As the potter who fashions the clay, God was driving home the point that Job must let God be God, the sovereign and omnipotent Creator who is not required to answer to anyone.
These questions concern the heavenly creation, the elements, natural science, and God's omnipotent power. In today's world, the more we learn of scientific things, the more it seems to engender even more questions.
One commentator says that many suggestions have been made as to the purpose of the book. However, the overriding intention seems to be to demonstrate to man the inadequacy of human reason to account for the suffering of the innocent. There is a mystery of divine freedom which does not contradict God's goodness of sovereignty but remains elusive to man. Therefore, man is resigned to an attitude of trust and dependence on a good God whose workings man cannot fathom.
Poor Job, sitting on the ash heap, scraping his boils with a piece of broken pottery, listened to his friends arguments on why he had lost his children, why he had lost his health, and how sinful he was. Job takes the opportunity, now that all three friends have spoken, to give his opinion of their counsel. "NO DOUBT" he said,..."WISDOM SHALL DIE WITH YOU." The statement is dripping with sarcasm, but is an appropriate answer to these three friends who thought that they had all the answers to his dilemma.
One of the strongest utterances of faith in the Bible is Job's statement, "Though He slay me, yet will I trust in Him." Job expresses the unquenchable faith of one who lives by faith, not by sight. Even when it appears that God Himself has turned against Job, he will still trust in God.
The age old question that Job asks, "If a man die, shall he live again,? is answered by Job when he says, "For I know that my Redeemer liveth, and that he shall stand at the latter day upon the earth: And though after my skin worms destroy this body, yet in my flesh shall I see God: Whom I shall see for myself, and mine eyes shall behold, and not another;..." This is a clear indication of the resurrection of the body which is found in the Old Testament.
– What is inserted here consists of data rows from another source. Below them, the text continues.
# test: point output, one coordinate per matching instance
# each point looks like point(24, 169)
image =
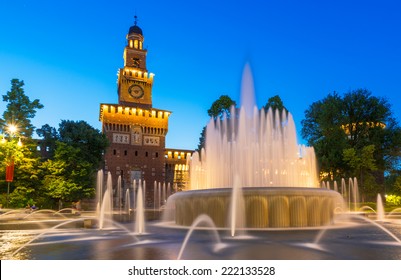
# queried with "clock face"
point(135, 91)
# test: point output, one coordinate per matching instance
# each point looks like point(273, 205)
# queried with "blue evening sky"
point(68, 54)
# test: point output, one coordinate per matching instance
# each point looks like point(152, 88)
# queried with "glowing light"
point(12, 129)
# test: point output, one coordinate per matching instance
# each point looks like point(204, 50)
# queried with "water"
point(237, 219)
point(202, 219)
point(257, 145)
point(106, 208)
point(379, 208)
point(140, 212)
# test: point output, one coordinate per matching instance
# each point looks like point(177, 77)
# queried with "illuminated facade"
point(137, 131)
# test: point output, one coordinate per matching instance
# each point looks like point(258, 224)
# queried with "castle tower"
point(136, 131)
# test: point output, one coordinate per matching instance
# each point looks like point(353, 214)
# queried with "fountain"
point(251, 177)
point(278, 177)
point(380, 208)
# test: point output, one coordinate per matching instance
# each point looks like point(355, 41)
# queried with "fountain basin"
point(264, 207)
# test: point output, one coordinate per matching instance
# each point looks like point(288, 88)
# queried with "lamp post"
point(9, 158)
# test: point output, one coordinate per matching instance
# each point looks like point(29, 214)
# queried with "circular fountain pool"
point(264, 207)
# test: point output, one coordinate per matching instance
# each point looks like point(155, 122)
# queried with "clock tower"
point(136, 131)
point(134, 80)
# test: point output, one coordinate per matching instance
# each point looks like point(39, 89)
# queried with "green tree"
point(322, 128)
point(356, 120)
point(220, 108)
point(71, 173)
point(361, 164)
point(49, 137)
point(275, 103)
point(20, 109)
point(17, 145)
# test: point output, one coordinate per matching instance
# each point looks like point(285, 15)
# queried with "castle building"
point(137, 131)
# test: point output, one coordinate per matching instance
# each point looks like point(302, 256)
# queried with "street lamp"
point(9, 158)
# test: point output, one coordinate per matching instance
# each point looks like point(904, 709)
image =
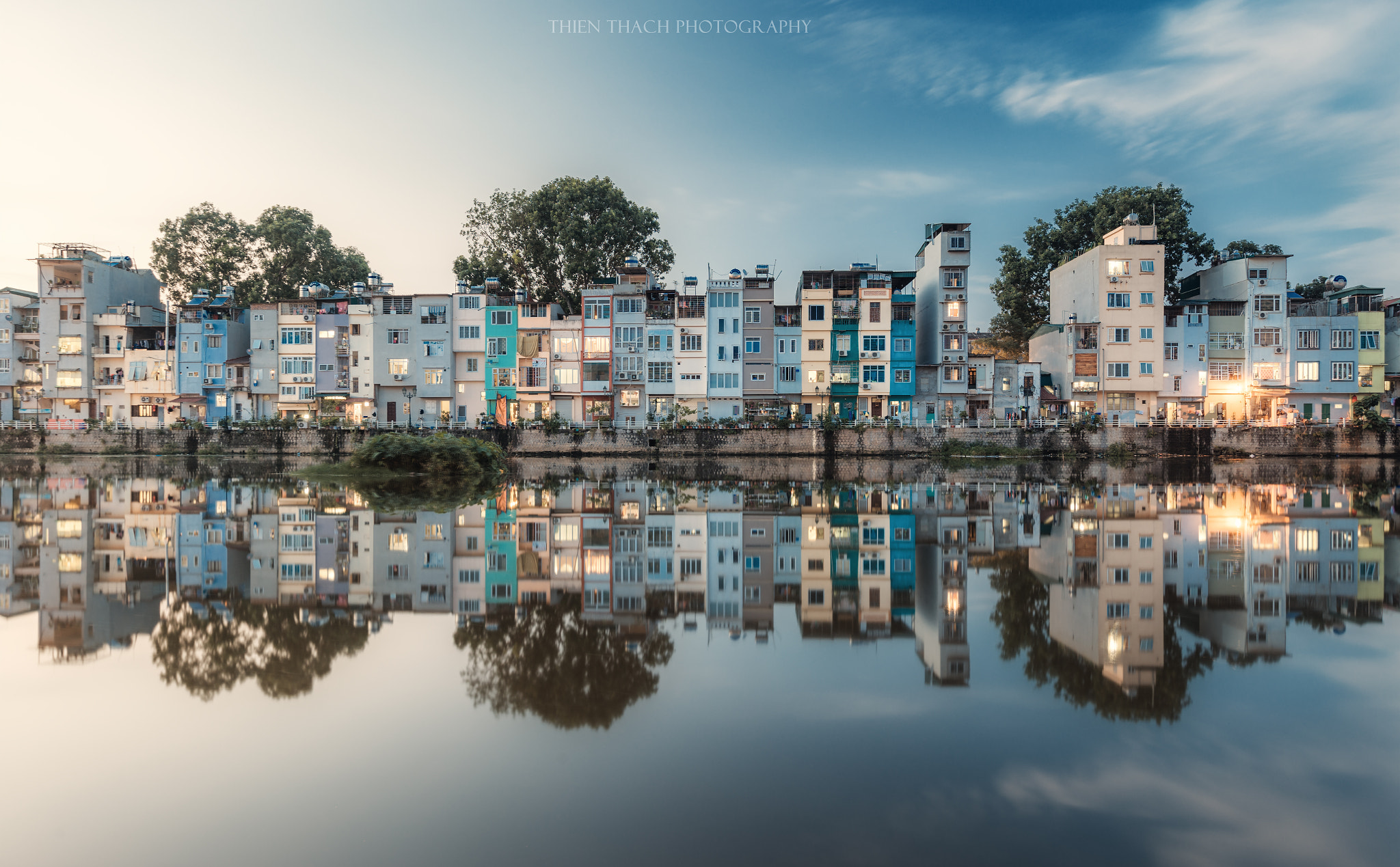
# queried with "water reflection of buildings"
point(857, 562)
point(1235, 562)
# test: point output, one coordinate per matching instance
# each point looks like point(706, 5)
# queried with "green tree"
point(1024, 286)
point(265, 260)
point(561, 669)
point(205, 248)
point(559, 238)
point(293, 249)
point(1249, 248)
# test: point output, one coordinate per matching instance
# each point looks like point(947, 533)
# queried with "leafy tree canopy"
point(561, 669)
point(559, 238)
point(268, 259)
point(1023, 288)
point(1249, 248)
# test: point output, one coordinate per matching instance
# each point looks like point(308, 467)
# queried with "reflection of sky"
point(811, 752)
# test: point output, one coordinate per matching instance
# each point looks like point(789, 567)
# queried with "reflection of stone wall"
point(840, 445)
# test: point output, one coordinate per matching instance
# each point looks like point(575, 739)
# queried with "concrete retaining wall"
point(815, 443)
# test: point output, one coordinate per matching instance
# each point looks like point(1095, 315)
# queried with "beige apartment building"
point(1105, 344)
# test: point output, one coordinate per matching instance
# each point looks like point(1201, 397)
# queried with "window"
point(1227, 371)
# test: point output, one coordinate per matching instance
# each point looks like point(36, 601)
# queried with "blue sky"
point(803, 150)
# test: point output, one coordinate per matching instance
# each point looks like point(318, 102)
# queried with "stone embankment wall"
point(815, 443)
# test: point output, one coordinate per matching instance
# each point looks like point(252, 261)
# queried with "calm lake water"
point(590, 669)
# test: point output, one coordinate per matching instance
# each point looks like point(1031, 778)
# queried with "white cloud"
point(1230, 810)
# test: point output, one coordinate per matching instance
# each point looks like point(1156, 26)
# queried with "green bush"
point(438, 455)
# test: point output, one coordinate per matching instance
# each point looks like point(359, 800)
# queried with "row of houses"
point(96, 342)
point(1238, 344)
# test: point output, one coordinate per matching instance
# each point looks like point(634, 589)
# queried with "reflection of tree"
point(267, 644)
point(556, 666)
point(1023, 613)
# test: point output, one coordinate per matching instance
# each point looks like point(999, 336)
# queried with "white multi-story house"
point(941, 316)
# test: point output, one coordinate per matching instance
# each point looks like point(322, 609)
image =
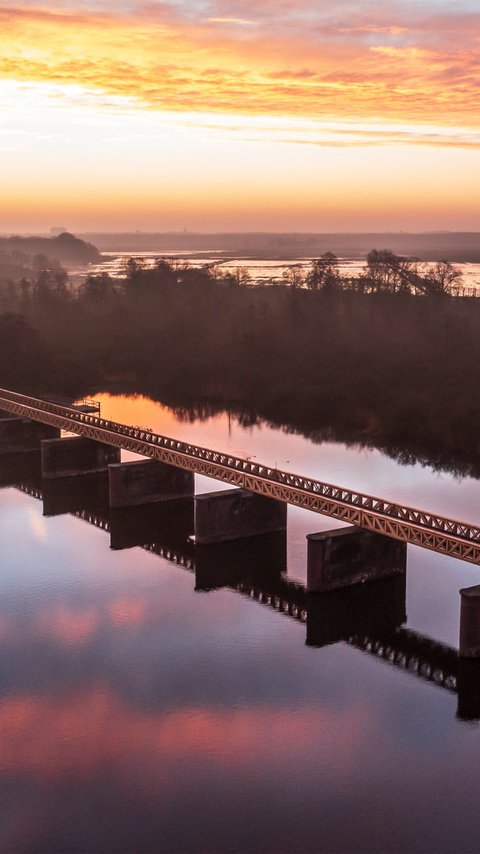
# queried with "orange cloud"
point(163, 62)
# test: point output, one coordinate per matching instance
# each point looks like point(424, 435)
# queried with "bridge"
point(407, 524)
point(369, 619)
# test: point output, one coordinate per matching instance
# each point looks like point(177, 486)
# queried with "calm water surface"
point(145, 707)
point(261, 271)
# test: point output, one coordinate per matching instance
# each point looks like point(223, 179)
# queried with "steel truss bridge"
point(405, 649)
point(428, 530)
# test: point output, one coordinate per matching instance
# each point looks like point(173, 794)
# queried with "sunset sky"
point(265, 115)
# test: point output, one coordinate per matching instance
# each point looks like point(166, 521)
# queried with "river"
point(264, 271)
point(142, 710)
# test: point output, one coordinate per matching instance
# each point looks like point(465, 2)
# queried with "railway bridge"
point(399, 522)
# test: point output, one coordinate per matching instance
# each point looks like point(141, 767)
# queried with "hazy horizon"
point(265, 116)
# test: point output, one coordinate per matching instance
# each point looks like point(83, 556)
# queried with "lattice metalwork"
point(428, 530)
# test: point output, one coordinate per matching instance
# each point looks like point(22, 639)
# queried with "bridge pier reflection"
point(364, 609)
point(70, 494)
point(350, 556)
point(233, 514)
point(168, 522)
point(260, 560)
point(146, 481)
point(368, 617)
point(75, 455)
point(18, 466)
point(19, 435)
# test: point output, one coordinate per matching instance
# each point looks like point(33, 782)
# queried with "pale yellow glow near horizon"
point(114, 120)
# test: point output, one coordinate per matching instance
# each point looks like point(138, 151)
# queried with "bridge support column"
point(75, 455)
point(236, 513)
point(470, 622)
point(147, 481)
point(351, 555)
point(19, 435)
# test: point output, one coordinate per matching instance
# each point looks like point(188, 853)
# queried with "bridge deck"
point(419, 527)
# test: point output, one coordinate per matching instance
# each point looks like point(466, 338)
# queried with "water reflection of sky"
point(137, 714)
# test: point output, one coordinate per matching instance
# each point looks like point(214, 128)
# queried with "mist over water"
point(265, 271)
point(148, 707)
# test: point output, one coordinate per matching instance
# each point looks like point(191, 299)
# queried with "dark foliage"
point(382, 367)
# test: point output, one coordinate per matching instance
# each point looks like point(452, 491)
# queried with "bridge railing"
point(408, 523)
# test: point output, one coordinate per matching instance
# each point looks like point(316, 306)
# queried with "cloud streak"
point(271, 58)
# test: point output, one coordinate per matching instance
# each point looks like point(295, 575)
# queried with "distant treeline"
point(372, 363)
point(429, 246)
point(19, 255)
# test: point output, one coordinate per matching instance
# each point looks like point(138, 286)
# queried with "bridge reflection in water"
point(369, 617)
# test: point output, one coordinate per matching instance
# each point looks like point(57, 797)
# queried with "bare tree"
point(443, 278)
point(293, 277)
point(324, 273)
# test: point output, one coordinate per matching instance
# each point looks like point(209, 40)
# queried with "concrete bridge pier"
point(349, 556)
point(19, 435)
point(469, 646)
point(147, 481)
point(75, 455)
point(236, 513)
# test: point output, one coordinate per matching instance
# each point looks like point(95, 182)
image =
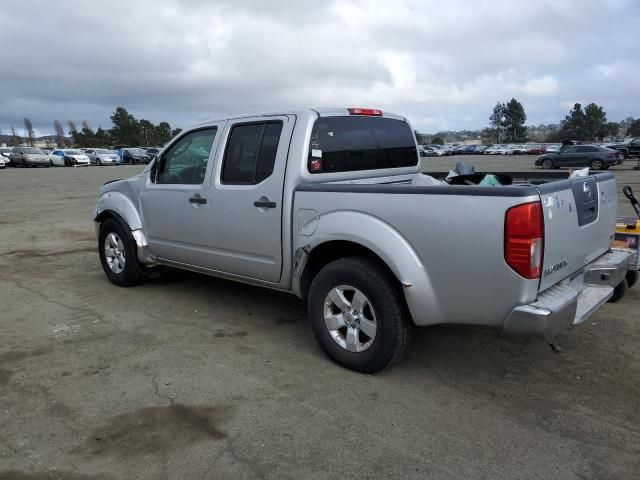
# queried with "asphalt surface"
point(193, 377)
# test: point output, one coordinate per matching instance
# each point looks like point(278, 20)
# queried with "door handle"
point(264, 204)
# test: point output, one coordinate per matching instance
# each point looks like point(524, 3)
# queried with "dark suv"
point(597, 158)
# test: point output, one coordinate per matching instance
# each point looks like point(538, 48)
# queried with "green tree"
point(595, 120)
point(163, 133)
point(514, 121)
point(126, 129)
point(634, 129)
point(573, 125)
point(15, 138)
point(147, 132)
point(60, 139)
point(612, 129)
point(496, 120)
point(28, 131)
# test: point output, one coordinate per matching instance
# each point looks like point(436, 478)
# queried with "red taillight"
point(524, 239)
point(365, 111)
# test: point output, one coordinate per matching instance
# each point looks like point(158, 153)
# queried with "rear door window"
point(251, 153)
point(186, 161)
point(344, 144)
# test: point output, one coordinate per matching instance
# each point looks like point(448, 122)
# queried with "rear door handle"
point(264, 204)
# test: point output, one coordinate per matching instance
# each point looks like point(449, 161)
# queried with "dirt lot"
point(193, 377)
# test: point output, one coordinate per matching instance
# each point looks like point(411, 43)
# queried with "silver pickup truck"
point(331, 205)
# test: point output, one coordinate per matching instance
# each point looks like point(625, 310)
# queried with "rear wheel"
point(358, 315)
point(117, 250)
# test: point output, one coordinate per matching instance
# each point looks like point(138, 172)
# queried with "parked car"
point(628, 148)
point(133, 155)
point(28, 157)
point(553, 147)
point(152, 152)
point(68, 157)
point(101, 156)
point(331, 207)
point(537, 149)
point(592, 156)
point(426, 151)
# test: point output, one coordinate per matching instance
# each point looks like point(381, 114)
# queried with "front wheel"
point(358, 315)
point(117, 250)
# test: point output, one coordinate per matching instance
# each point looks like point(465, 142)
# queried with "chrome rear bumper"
point(571, 301)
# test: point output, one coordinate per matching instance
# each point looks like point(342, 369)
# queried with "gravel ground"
point(193, 377)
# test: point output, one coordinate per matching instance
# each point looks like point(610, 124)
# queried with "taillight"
point(524, 239)
point(365, 111)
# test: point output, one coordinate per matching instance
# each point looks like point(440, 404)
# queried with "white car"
point(101, 156)
point(68, 157)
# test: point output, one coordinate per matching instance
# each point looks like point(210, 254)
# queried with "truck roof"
point(320, 112)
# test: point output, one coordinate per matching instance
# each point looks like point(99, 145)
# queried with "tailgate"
point(579, 222)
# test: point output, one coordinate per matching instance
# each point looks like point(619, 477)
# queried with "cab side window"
point(251, 153)
point(186, 161)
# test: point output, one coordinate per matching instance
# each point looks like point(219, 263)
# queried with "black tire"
point(130, 274)
point(619, 291)
point(393, 327)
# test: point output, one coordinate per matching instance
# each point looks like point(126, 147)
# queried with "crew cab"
point(331, 205)
point(629, 148)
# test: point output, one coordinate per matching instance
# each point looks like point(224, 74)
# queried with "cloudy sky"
point(444, 64)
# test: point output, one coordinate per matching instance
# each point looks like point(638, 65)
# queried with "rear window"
point(345, 144)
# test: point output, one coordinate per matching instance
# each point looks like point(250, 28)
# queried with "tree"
point(15, 138)
point(634, 129)
point(28, 131)
point(147, 130)
point(57, 126)
point(163, 133)
point(612, 129)
point(594, 122)
point(514, 121)
point(573, 125)
point(126, 128)
point(496, 119)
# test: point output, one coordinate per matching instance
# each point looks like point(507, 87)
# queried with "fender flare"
point(388, 244)
point(118, 203)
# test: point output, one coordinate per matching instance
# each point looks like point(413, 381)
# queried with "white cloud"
point(442, 64)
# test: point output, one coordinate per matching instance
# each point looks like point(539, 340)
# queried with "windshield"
point(33, 150)
point(343, 144)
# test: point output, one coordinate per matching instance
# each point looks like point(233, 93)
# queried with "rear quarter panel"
point(448, 248)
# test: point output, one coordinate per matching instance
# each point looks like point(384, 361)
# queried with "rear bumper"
point(571, 301)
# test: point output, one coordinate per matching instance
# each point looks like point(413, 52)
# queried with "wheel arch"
point(370, 237)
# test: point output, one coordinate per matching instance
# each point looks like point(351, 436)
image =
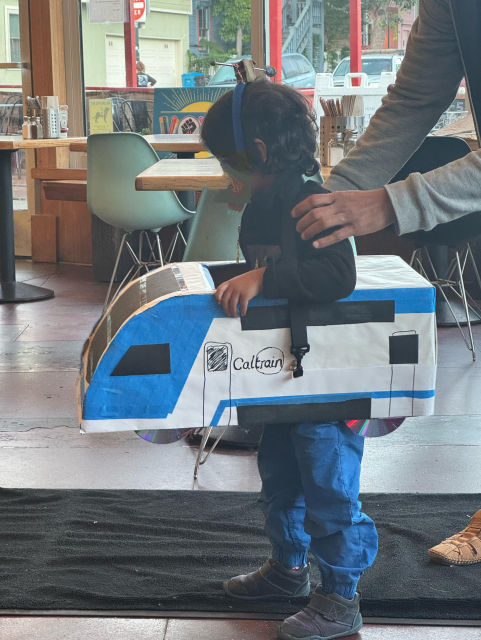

Because of God's questions, Job was finally able to see himself for what he is. He cried, "I abhor myself and repent in dust and ashes." The point of all of Gods questions was not lost on Job: he has a new awareness of the wisdom of God's hidden plans, a new sense of the limits of his own wisdom, and a new sensibility to his own sin. He admits that his had been a limited perspective, and he totally submits to God's will and authority. He allowed God to be God.
References: The Book of Job, The KJV of The Holy Bible.